Children's burial ground, Aughinish, Co. Limerick
Co. Limerick |
Burial Grounds
Within the footprint of what is now a large industrial alumina plant on Aughinish Island, County Limerick, archaeologists once uncovered the remains of 31 individuals, the majority of them young children and babies.
The location, within the grounds of a castle bawn overlooking the River Shannon, points strongly to a killeen, the Irish term for a burial ground used for unbaptised infants. Because Catholic doctrine long held that unbaptised children could not enter consecrated ground, such sites tend to appear in liminal or repurposed spaces, castle enclosures among them. Finding one folded into the archaeology of a late medieval fortification gives this particular discovery an unusual quality, even among killeens.
The excavation was carried out in 1974 by Lynch, in advance of the industrial development that would eventually transform the island. Work at Aughinish Castle revealed the base of a bawn wall, a bawn being the defensive enclosure typically surrounding an Irish tower house or castle, enclosing a roughly circular area with a well-cobbled entrance on its southern side. Legal restrictions at the time prevented excavation of the keep itself, but extensive area-excavation within the bawn produced the base of a domed oven, sherds of late and post-medieval pottery, a range of iron objects, and an Irish halfpenny dating to the late seventeenth century. It was among all of this domestic and material evidence that the skeletal remains came to light, their presence reframing the site as something more than a fortified household.
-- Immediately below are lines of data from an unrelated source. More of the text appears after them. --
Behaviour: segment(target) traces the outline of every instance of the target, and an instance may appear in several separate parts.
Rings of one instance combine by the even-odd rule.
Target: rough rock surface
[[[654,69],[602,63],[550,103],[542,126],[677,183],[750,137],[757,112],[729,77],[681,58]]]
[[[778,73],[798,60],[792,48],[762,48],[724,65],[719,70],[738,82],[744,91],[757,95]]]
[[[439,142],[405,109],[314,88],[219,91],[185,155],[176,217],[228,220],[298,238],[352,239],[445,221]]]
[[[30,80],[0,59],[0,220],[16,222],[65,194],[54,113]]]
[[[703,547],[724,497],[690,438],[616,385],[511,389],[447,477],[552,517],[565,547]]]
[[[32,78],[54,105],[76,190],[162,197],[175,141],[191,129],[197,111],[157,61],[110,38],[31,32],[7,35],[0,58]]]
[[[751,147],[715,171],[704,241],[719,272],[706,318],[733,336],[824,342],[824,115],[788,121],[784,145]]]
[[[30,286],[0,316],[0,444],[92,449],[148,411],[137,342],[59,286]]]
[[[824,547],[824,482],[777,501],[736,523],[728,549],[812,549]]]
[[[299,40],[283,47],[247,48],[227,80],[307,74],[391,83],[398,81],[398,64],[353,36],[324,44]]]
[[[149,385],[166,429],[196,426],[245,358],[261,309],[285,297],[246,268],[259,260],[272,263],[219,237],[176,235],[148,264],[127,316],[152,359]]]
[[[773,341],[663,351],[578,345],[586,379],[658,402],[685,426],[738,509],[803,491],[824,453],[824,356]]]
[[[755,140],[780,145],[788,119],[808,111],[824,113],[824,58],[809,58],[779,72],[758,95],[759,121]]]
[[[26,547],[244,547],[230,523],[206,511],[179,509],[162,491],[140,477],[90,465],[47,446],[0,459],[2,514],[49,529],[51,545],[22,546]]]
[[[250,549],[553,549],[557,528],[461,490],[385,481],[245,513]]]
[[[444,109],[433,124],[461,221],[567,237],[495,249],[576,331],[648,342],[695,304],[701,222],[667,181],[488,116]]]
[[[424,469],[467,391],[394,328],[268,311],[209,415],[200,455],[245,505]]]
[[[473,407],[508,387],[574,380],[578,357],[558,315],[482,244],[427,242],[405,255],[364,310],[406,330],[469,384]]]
The site today lies within the operational grounds of Aughinish Alumina, and public access is not possible in the ordinary way. The archaeological record was compiled by Caimin O'Brien and uploaded to the national excavations database in May 2020, where the full excavation notes can be read. For those researching killeens or the archaeology of childhood and mortuary practice in early modern Ireland, the Aughinish find remains a quietly significant data point, documented just before the landscape that contained it was altered beyond recognition.